Alternative forms edit

Etymology edit

From Latin contubernālis, from contubernium (companionship in a tent), from con- + taberna (a hut, shed, tent). More at tavern.

Adjective edit

contubernal (not comparable)

  1. (rare) Living in close proximity (as though sharing a tent); intimate, familiar.
    • 1970, Hortense Calisher, “Mr Nabokov's tent”, in Alfred Appel, Charles Newman, editors, Nabokov: criticism, reminiscences, translations, and tributes, page 345:
      Tributes between poets, chess champions, couturiers—and novelists—are always hopefully contubernal. All such donors really yearn for others to see that the honored one lives in a tent they share.
    • 2016, Colin Bull, “Innocents in the Dry Valleys”, in Dispatches from continent seven: an anthology of Antarctic science, page 204:
      He was equally joyful when after dinner we heard odd noises, which turned out to be a pair of skuas [] they were the first living things, other than our contubernial companions, that we had seen in the valley.
  2. (historical) Of a relationship between a male and female slave: sexual in nature and somewhat similar to marriage, but not formalized due to the parties being legally unable to marry.
    • 1814, Joshua Steele, Mitigation of Slavery (part 1), page 155:
      Their contubernal connections are unlimited as to number and local situations, formed and broken off again at pleasure; but the first wife, if still in friendship and confidence of the husband, continues to govern the household, though his appetite may be shared to one, two, or three more.
    • 1858, Thomas R. R. Cobb, An Inquiry into the Law of Negro Slavery in the United States of America, volume 1, page 245:
      § 275. The contract of marriage not being recognized among slaves, of course none of its consequences follow from the contubernial state existing between them. [] As the fact of cohabiting, and living together as man and wife, is universal among slaves, and the privileges of parents over children, in correcting and controlling them, are universally acceded to them, in all trials of slaves for offences committed by them, these relations are recognized by the Courts []
      § 276. How far this contubernial relation between slaves may be recognized and protected by law, is a question of exceeding nicety and difficulty.
    • 1858, George Barrell Cheever, The sin of slavery, the guilt of the church, and the duty of the ministry.
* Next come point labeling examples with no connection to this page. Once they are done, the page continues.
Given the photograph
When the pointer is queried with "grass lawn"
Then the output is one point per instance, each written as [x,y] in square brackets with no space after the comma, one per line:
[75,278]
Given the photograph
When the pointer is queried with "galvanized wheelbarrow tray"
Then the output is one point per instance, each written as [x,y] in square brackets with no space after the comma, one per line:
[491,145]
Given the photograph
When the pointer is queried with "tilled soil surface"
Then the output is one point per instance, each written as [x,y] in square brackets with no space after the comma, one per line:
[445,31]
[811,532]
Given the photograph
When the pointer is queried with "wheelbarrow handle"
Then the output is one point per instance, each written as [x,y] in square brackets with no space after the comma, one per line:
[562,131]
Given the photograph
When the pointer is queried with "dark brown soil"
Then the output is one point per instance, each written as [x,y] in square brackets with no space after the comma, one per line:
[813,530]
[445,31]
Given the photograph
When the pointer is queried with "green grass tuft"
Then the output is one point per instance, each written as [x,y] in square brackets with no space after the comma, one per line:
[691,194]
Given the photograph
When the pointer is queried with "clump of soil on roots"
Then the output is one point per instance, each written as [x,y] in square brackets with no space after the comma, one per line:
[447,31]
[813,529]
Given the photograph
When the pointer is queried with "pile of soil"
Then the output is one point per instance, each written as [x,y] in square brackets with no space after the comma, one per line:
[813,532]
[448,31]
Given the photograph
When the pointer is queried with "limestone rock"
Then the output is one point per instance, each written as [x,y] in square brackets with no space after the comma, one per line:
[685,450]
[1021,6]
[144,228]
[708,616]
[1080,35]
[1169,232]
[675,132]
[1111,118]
An address delivered before the Abolition Society at New York, on anniversary week, 1858, page 3:
      We make use of the most sacred domestic affections, of maternal, filial, and, I was going to say, connubial love — but the system forbids, and I have to say contubernal — for such rapid and accumulating production of the iniquity []
    • 1894, M. Mielziner, The institution of slavery among the ancient Hebrews: according to the Bible and Talmud, § 18, page 30:
      Neither a male nor a female slave had the capacity of contracting a valid marriage. If the master permitted a bondman to cohabit with a bondwoman, this connexion was not looked upon as marriage. Hence the master was at liberty to let the same bondwoman afterwards live in a contubernal union with another slave.
    • 2003, Enola G. Aird, “Making the wounded whole: marriage as civil right and civic responsibility”, in Obie Clayton et al., editors, Black fathers in contemporary American society: strengths, weaknesses, and strategies for change, page 157:
      [] the slave system depended on these so-called contubernial relationships to provide a steady supply of new slaves.